Speaking of dropouts, the rear ones are joined to the front triangle by the rear triangle! That’s the seat stays and chain stays, going from the rear hub to the seat-tube/top-tube joint and to the bottom bracket, respectively. Often those tubes aren’t as complex an internal profile as the main tubes, though they can be. A more straightforward, though still drawn seamless, straight-profile tube is often used. The same is true of the fork blades, where a straight-profile tube can be ovalized and gently curved to form the fork blades. They’ll join the steerer tube using a fork crown (another fancy complicated casting) and have cast dropouts at the other end for the front wheel. Often, however, blades for a rim-brake fork meant to be lightweight will taper from a larger top to a much smaller end.
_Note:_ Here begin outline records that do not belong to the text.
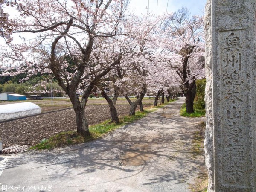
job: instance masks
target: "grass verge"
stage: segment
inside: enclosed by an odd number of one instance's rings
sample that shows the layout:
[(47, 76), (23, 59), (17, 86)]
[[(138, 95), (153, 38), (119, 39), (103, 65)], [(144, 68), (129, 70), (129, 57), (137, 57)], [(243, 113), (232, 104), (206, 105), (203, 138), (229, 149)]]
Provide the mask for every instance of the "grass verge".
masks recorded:
[(160, 106), (149, 107), (141, 112), (137, 111), (135, 115), (122, 116), (119, 118), (120, 123), (111, 123), (110, 120), (105, 121), (101, 123), (90, 126), (89, 131), (91, 134), (90, 137), (83, 138), (78, 134), (76, 131), (66, 131), (60, 133), (50, 137), (48, 139), (44, 139), (38, 144), (30, 148), (31, 149), (51, 149), (54, 148), (64, 146), (71, 145), (90, 141), (102, 136), (110, 131), (119, 128), (127, 123), (130, 123), (146, 116), (149, 113), (156, 111), (158, 108), (164, 107), (172, 102), (170, 101), (167, 103), (162, 104)]
[[(198, 125), (198, 129), (193, 134), (192, 147), (191, 151), (194, 158), (201, 156), (204, 153), (204, 140), (205, 130), (205, 122), (202, 122)], [(199, 156), (202, 158), (201, 156)], [(189, 185), (189, 188), (193, 192), (207, 192), (208, 186), (208, 175), (205, 166), (199, 166), (199, 174), (194, 179), (194, 183)]]
[(194, 111), (193, 113), (188, 113), (186, 112), (186, 104), (184, 103), (181, 107), (180, 115), (181, 116), (186, 116), (187, 117), (201, 117), (205, 116), (205, 109), (201, 108), (197, 105), (194, 105)]

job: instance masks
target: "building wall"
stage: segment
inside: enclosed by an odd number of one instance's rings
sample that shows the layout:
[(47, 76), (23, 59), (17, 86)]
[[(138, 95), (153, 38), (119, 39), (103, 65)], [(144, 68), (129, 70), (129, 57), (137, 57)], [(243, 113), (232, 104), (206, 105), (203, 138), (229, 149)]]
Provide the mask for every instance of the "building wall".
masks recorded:
[(26, 96), (15, 96), (14, 95), (8, 95), (7, 100), (8, 101), (17, 101), (26, 100)]
[(7, 94), (5, 93), (3, 93), (0, 94), (1, 98), (0, 100), (1, 101), (6, 101), (7, 100)]

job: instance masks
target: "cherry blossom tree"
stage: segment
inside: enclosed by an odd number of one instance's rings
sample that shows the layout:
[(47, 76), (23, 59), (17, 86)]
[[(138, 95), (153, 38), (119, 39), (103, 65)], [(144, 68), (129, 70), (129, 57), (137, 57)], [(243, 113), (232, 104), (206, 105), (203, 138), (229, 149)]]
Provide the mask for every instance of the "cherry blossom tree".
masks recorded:
[[(31, 34), (34, 39), (29, 41), (23, 36), (22, 43), (9, 44), (8, 51), (1, 49), (1, 63), (4, 64), (1, 68), (6, 72), (2, 75), (26, 73), (26, 80), (38, 73), (52, 74), (70, 97), (77, 132), (90, 136), (84, 113), (88, 97), (122, 56), (118, 52), (102, 51), (100, 47), (109, 46), (108, 38), (122, 35), (119, 26), (127, 1), (5, 1), (20, 13), (11, 21), (13, 34)], [(76, 94), (79, 89), (84, 90), (81, 101)]]
[[(12, 29), (9, 22), (8, 14), (3, 9), (4, 4), (6, 4), (5, 0), (0, 0), (0, 37), (4, 38), (7, 42), (10, 42), (12, 40), (11, 36)], [(9, 6), (9, 4), (6, 5)]]
[(190, 17), (188, 9), (183, 8), (175, 12), (162, 26), (166, 38), (161, 45), (162, 53), (167, 56), (162, 59), (176, 72), (176, 81), (186, 94), (189, 113), (194, 113), (195, 81), (204, 76), (203, 25), (202, 17)]

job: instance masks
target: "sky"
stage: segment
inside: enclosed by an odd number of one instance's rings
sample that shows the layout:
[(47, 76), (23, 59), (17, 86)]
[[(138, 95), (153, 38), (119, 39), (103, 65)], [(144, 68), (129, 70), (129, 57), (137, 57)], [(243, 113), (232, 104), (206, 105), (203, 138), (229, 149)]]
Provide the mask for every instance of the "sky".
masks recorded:
[(206, 0), (130, 0), (130, 8), (134, 13), (140, 15), (146, 13), (149, 4), (149, 10), (156, 15), (157, 9), (159, 15), (166, 12), (166, 8), (167, 12), (172, 12), (186, 7), (192, 15), (202, 15), (206, 2)]

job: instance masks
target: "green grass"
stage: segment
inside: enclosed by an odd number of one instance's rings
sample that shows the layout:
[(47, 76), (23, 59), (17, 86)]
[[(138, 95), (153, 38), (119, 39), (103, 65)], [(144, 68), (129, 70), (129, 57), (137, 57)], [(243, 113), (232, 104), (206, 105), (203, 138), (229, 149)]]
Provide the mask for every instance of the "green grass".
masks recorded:
[(191, 151), (194, 155), (198, 155), (202, 153), (204, 148), (204, 140), (205, 129), (205, 122), (202, 122), (199, 125), (198, 131), (193, 134), (192, 145)]
[[(173, 101), (171, 101), (172, 102)], [(68, 146), (96, 139), (110, 131), (115, 130), (125, 125), (130, 123), (145, 116), (149, 113), (156, 111), (170, 102), (162, 104), (160, 106), (150, 107), (144, 111), (137, 111), (134, 116), (125, 116), (119, 117), (120, 123), (111, 123), (108, 120), (97, 125), (90, 126), (89, 129), (91, 136), (84, 138), (77, 134), (76, 131), (63, 132), (51, 137), (49, 139), (44, 139), (38, 144), (32, 147), (31, 149), (51, 149), (59, 147)]]
[(194, 104), (194, 111), (195, 113), (187, 113), (186, 111), (186, 104), (184, 103), (181, 107), (180, 114), (181, 116), (188, 117), (201, 117), (205, 116), (205, 109), (202, 109), (197, 105)]

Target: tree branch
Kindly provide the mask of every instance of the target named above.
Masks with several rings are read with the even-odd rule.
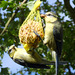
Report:
[[[1,32],[0,35],[2,35],[5,30],[7,29],[9,23],[14,19],[15,15],[17,14],[19,8],[26,2],[26,0],[23,0],[23,2],[17,7],[17,9],[15,10],[15,12],[12,14],[12,16],[9,18],[9,20],[7,21],[7,23],[5,24],[5,28],[3,29],[3,31]]]
[[[70,5],[70,0],[64,0],[64,5],[75,23],[75,9]]]

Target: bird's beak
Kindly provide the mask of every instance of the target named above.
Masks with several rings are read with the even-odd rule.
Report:
[[[45,14],[41,14],[41,17],[45,18],[45,17],[46,17],[46,15],[45,15]]]

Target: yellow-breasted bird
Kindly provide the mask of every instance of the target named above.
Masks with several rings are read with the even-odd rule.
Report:
[[[43,59],[34,50],[30,50],[30,52],[27,53],[25,49],[17,48],[12,45],[9,47],[8,54],[13,59],[13,61],[22,66],[50,69],[50,67],[47,65],[51,65],[51,62]]]
[[[58,20],[58,16],[53,12],[47,12],[45,15],[42,14],[41,17],[45,18],[46,23],[43,43],[52,51],[53,58],[56,58],[56,75],[58,75],[59,58],[62,52],[63,43],[63,29]]]

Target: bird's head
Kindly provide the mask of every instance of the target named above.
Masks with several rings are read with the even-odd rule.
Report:
[[[41,14],[41,17],[45,18],[46,23],[51,23],[57,21],[58,16],[53,12],[47,12],[46,14]]]
[[[8,49],[8,54],[11,58],[13,58],[14,53],[17,51],[17,48],[14,45],[11,45]]]

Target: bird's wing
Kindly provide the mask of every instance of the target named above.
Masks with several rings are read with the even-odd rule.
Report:
[[[54,40],[56,43],[56,48],[57,48],[57,53],[60,56],[61,55],[61,50],[62,50],[62,38],[63,38],[63,29],[60,27],[54,26],[53,28],[53,35],[54,35]]]

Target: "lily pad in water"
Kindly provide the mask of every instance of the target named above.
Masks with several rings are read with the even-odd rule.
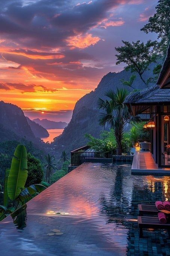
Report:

Steel tubes joined with molten bronze - this example is a bronze fillet rather than a lug
If you’ve joined all these parts together (using bronze or silver brazing filler, or TIG-welding them) you now have a bare frame and fork. Most of the time that frame will need to have more bits welded to it: disc or cantilever brake mounts, bridges, cable guides, rack or fender eyelets, water bottle eyelets with optional reinforcements, kickstand plates, a front derailer braze-on, or even a casting made for splitting the frame to accommodate a belt drive.
After all that frame steel, we’re not even done… some of it is for making custom parts and accessories. The 25.4mm and 22.2mm tubing can make handlebars with a bit of bending, and the 10mm tubing is for building custom racks.
What a lovely walk around a bike frame that’s been! Given how many ways of building a bicycle we’ve seen, I’m sure we’ll never have everything someone could need for every frame, but we’re constantly growing the breadth of what we offer framebuilders from one year to the next, because we love seeing people build and repair and modify their beautiful machines.